Ostrovsky, Victor and Hoy, Claire. By Way of Deception: The Making and Unmaking of a Mossad Officer. New York: St.Martin's Press, 1990. 371 pages.

Several books in NameBase tell the history of Israel's Mossad, which is responsible for "foreign intelligence collection, political action and counterterrorism, ... [and which] conducts agent operations against the Arab nations and their official representatives and installations, particularly in Western Europe and the United States." This is from a CIA analysis that was discovered by Iranian students in Tehran in 1979, and reprinted in CounterSpy. Former Mossad chief Isser Harel called the CIA document "anti- Semitic" and a "nightmare" for him, and said that it was "shockingly irresponsible" for the CIA to keep a document like this "rolling around" in the U.S. Embassy. Mossad and Shin Beth have only 1,000 staff officers, but they manage to create more than their fair share of controversy.

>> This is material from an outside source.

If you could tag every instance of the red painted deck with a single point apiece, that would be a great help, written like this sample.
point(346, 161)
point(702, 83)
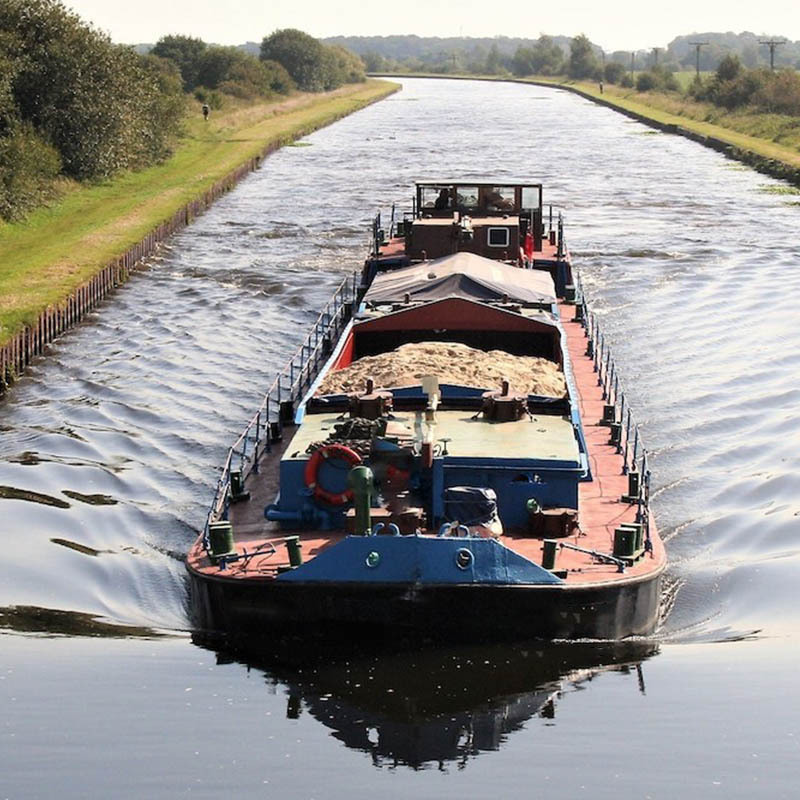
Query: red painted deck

Victor Ostrovsky was a Mossad case officer from 1984-1986, and was in Canada when two Mossad agents showed up to say that for his "own safety" he should try to stop publication. Israel obtained injunctions against the publisher, but in the U.S. it was lifted because 17,000 copies had already been shipped. This is the first book to offer some major dirty laundry. Among other things, it charges that Mossad had advance knowledge of the 1983 truck bombing in Lebanon that killed 241 U.S. Marines, but refused to warn the American authorities for policy reasons.